Native to Japan, evergreen azaleas are an ideal companion to gardenia bushes in your landscape. Both plants grow well in a more acidic soil with a pH value of 3.7 to 6.5, bloom in the spring and early summer and thrive in moist soil and partial shade. The vivid clusters of azalea flowers in shades of pink, red, yellow or white make a striking contrast to the delicate white or cream-colored flowers of the gardenia.
Like evergreen azaleas and gardenia bushes, camellia shrubs thrive in similar growing environments. Camellia foliage resembles the gardenia foliage with glossy dark green leaves, but the flowers of the camellia are much showier. Depending on the camellia variety you plant, the bush can bloom in fall, winter or spring and be covered with large bright blossoms in colors ranging from light pink to deep red that will continue to bloom for several weeks.
Masterwort, also known as astrantia, is a shade-loving perennial that grows to 1 to 2 feet high with striking and unique flowers in white, shades of pink and dark red, and it has foliage that offers a textural contrast to the gardenia shrub. Masterwort plants will thrive in soil of any pH, as long as it is in partial shade and moist soil. The flowering time of masterwort is long lasting from summer into fall.

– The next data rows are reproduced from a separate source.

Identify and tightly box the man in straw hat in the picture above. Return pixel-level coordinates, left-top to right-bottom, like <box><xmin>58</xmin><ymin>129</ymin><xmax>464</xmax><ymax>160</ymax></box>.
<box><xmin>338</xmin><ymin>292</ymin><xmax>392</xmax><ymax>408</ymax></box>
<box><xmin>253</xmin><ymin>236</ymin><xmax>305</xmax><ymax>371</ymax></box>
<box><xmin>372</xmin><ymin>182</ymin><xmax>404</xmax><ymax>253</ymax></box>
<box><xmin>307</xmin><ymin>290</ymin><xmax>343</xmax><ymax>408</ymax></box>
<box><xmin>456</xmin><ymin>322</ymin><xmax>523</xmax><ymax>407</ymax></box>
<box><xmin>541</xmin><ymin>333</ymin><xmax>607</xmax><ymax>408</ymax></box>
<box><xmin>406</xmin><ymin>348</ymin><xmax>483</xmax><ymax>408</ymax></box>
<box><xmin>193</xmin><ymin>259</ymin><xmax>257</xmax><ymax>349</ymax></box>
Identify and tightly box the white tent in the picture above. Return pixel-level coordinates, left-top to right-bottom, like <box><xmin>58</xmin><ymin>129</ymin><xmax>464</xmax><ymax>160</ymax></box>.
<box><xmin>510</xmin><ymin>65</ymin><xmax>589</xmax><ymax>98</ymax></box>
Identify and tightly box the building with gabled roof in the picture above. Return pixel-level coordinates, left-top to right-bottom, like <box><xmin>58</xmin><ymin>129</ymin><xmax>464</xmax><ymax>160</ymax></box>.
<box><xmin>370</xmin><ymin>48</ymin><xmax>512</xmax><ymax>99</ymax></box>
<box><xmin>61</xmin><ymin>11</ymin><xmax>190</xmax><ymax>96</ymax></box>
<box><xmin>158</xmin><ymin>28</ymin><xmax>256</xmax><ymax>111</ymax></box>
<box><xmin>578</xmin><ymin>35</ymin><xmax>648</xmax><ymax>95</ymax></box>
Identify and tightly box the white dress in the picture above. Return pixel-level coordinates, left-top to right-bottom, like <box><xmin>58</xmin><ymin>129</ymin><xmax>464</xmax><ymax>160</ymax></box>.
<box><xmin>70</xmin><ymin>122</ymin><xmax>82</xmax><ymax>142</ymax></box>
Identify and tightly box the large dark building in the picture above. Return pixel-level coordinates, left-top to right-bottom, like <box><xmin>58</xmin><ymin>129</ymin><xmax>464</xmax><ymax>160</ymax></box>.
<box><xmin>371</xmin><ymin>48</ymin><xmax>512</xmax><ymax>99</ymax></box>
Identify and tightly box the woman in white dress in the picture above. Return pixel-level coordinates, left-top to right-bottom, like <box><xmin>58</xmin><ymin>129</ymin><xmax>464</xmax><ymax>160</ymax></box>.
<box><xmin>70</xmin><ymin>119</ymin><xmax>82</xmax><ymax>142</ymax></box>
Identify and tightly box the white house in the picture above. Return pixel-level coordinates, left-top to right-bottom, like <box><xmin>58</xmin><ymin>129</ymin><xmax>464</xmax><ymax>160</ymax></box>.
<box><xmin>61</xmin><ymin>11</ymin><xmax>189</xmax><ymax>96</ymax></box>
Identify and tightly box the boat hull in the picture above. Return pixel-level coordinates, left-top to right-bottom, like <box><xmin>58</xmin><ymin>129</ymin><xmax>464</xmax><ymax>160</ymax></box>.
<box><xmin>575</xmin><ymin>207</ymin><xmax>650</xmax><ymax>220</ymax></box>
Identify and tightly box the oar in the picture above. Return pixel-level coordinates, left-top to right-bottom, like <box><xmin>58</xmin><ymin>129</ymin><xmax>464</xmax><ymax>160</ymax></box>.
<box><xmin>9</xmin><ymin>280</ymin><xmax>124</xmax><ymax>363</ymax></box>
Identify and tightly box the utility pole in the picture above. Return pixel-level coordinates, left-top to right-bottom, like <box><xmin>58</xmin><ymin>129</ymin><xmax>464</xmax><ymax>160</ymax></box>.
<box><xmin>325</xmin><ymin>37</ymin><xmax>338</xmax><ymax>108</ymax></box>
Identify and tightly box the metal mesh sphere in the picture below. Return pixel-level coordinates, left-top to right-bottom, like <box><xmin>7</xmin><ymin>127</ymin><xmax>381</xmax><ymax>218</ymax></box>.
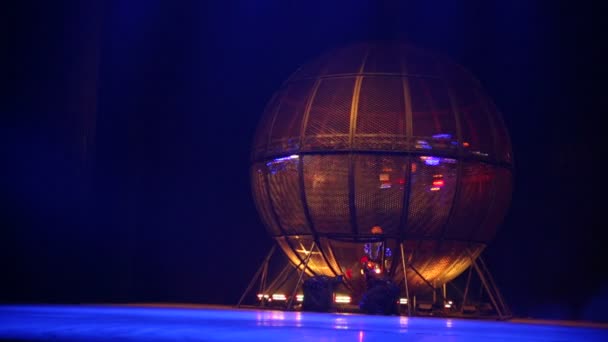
<box><xmin>251</xmin><ymin>43</ymin><xmax>512</xmax><ymax>291</ymax></box>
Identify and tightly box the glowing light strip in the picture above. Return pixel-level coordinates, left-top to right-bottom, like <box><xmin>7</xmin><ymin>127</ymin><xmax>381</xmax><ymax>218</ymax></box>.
<box><xmin>335</xmin><ymin>295</ymin><xmax>351</xmax><ymax>304</ymax></box>
<box><xmin>272</xmin><ymin>293</ymin><xmax>287</xmax><ymax>300</ymax></box>
<box><xmin>266</xmin><ymin>154</ymin><xmax>300</xmax><ymax>166</ymax></box>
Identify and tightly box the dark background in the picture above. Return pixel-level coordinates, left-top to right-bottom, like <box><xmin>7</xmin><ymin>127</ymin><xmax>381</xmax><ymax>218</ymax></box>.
<box><xmin>0</xmin><ymin>0</ymin><xmax>608</xmax><ymax>320</ymax></box>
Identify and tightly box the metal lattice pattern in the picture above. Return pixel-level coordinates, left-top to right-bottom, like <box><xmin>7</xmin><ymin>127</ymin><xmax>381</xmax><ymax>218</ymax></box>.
<box><xmin>251</xmin><ymin>44</ymin><xmax>512</xmax><ymax>292</ymax></box>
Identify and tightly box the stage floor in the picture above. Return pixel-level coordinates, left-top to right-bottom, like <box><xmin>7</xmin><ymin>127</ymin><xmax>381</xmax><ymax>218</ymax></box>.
<box><xmin>0</xmin><ymin>304</ymin><xmax>608</xmax><ymax>342</ymax></box>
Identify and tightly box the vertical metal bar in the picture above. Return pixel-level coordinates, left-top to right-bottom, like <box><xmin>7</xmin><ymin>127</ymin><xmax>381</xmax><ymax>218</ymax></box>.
<box><xmin>471</xmin><ymin>256</ymin><xmax>504</xmax><ymax>319</ymax></box>
<box><xmin>236</xmin><ymin>244</ymin><xmax>277</xmax><ymax>308</ymax></box>
<box><xmin>400</xmin><ymin>242</ymin><xmax>412</xmax><ymax>316</ymax></box>
<box><xmin>298</xmin><ymin>155</ymin><xmax>339</xmax><ymax>276</ymax></box>
<box><xmin>477</xmin><ymin>255</ymin><xmax>509</xmax><ymax>315</ymax></box>
<box><xmin>258</xmin><ymin>263</ymin><xmax>268</xmax><ymax>306</ymax></box>
<box><xmin>287</xmin><ymin>241</ymin><xmax>316</xmax><ymax>310</ymax></box>
<box><xmin>460</xmin><ymin>265</ymin><xmax>473</xmax><ymax>313</ymax></box>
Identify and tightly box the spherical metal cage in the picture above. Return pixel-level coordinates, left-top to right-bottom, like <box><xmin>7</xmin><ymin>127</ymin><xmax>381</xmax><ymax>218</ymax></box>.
<box><xmin>251</xmin><ymin>43</ymin><xmax>512</xmax><ymax>292</ymax></box>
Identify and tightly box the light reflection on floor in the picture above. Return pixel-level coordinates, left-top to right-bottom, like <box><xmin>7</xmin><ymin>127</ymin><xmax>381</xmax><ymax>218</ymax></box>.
<box><xmin>0</xmin><ymin>305</ymin><xmax>608</xmax><ymax>342</ymax></box>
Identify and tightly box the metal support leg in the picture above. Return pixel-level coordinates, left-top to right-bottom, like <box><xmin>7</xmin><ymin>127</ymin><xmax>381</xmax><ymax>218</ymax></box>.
<box><xmin>236</xmin><ymin>244</ymin><xmax>277</xmax><ymax>308</ymax></box>
<box><xmin>401</xmin><ymin>242</ymin><xmax>412</xmax><ymax>316</ymax></box>
<box><xmin>287</xmin><ymin>241</ymin><xmax>316</xmax><ymax>310</ymax></box>
<box><xmin>469</xmin><ymin>252</ymin><xmax>510</xmax><ymax>320</ymax></box>
<box><xmin>460</xmin><ymin>265</ymin><xmax>473</xmax><ymax>313</ymax></box>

Sweet marjoram plants are often used as companion plants to gardenia bushes to confuse and dissuade harmful insects and bugs. Sweet marjoram has an intense aroma, as do the gardenia blossoms, though of a different scent. It is used as a companion plant to gardenias as a pest repellent to mask the scent of the gardenia flower, thus repelling harmful pests like aphids, flower thrips and scale insects that are attracted to the flower's fragrance.